Posted by: rcottrill | June 12, 2010

Today in 1798 – John Morison Died

John Morison was one of a number of hymn writers in the 18th century who added to the Scottish Psalter paraphrases of other passages of Scripture in addition to the Psalms. One of the best and most beautiful of these, published in 1781, was by Morison. It is a poetic paraphrase of Hosea 6:1-4, which begins, “Come, and let us return to the Lord; for He has torn, but He will heal us; He has stricken, but He will bind us up.”

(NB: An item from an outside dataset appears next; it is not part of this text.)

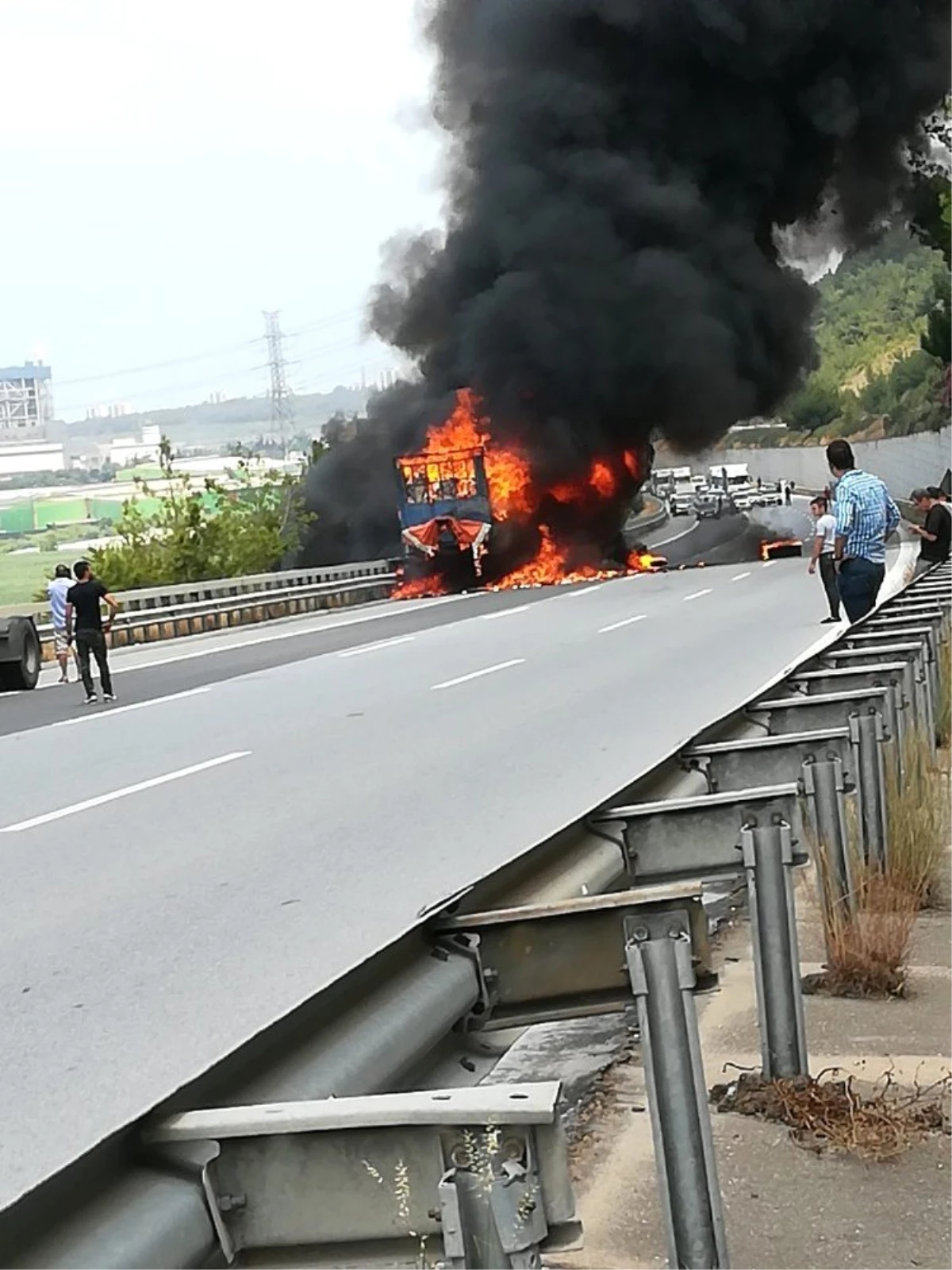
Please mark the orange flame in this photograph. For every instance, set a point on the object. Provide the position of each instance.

The prophet is speaking of the repentance of the believing remnant of Israel in the last days, But Morison’s hymn of contrition is appropriate today for any backslidden child of God who desires to turn again to Him. The Word of God assures us, “If we confess our sins, He is faithful and just to forgive us our sins and to cleanse us from all unrighteousness” (I Jn. 1:9). For the full hymn and the tune, check the Cyber Hymnal. Morison’s hymn says, in part:

Come, let us to the Lord our God
With contrite hearts return;
Our God is gracious, nor will leave
The desolate to mourn.

His voice commands the tempest forth
And stills the stormy wave;
And though His arm be strong to smite,
’Tis also strong to save.

2) Today in 1919 – John Sammis Died
John Sammis was an American business man, and later a Presbyterian pastor and Bible teacher. This faithful servant of God wrote a number of hymns. For example, he gave us the text of the well-known gospel song Trust and Obey. And a less common offering from Pastor Sammis is his 1910 song, He’s a Friend of Mine.

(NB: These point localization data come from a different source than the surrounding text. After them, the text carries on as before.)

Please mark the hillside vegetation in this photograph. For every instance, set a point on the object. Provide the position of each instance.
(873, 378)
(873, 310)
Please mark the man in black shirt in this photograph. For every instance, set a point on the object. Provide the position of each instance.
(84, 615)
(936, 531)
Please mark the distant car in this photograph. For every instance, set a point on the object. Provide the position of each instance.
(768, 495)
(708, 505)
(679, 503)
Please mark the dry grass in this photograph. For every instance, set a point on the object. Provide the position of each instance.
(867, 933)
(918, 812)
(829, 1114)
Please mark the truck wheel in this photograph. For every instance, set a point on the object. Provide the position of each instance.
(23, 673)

Why should I charge my soul with care?
The wealth of every mine
Belongs to Christ, God’s Son and Heir,
And He’s a Friend of mine.

Yes, He’s a Friend of mine,
And He with me doth all things share;
Since all is Christ’s, and Christ is mine,
Why should I have a care?
For Jesus is a Friend of mine.

The composer of the tune of the above song is Daniel Towner. Less common still is Pastor Sammis’s song We Know Not Yet.

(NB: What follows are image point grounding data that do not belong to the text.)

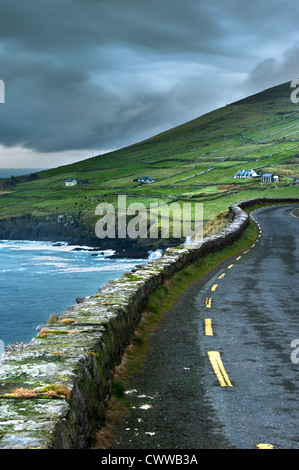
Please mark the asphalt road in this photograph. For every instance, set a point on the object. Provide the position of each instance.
(222, 372)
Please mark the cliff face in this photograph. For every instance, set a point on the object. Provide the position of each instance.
(73, 230)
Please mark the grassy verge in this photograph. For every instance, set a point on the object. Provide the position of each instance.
(159, 302)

We know not yet what we shall be
Though now the sons of God;
When robed in immortality
We rise above the sod.

We know not what our eyes shall see
Among the starry spheres;
What sounds of heavenly melody
Shall greet our ravished ears.

We know not, though we now receive
The earnest long before
Our foolish hearts cannot conceive
The grace there is in store.

There are things about the heavenly kingdom that we are told in the Word of God. There are many more that we shall learn when the time comes. John Sammis focuses our attention on what we do know in his refrain, which begins, “But we know…” And we do know that we’ll be with Christ for all eternity (Jn. 14:3; I Thess. 4:16-17), and be clothed in glorified, resurrection bodies like His own (Phil. 3:20-21; I Jn. 3:2).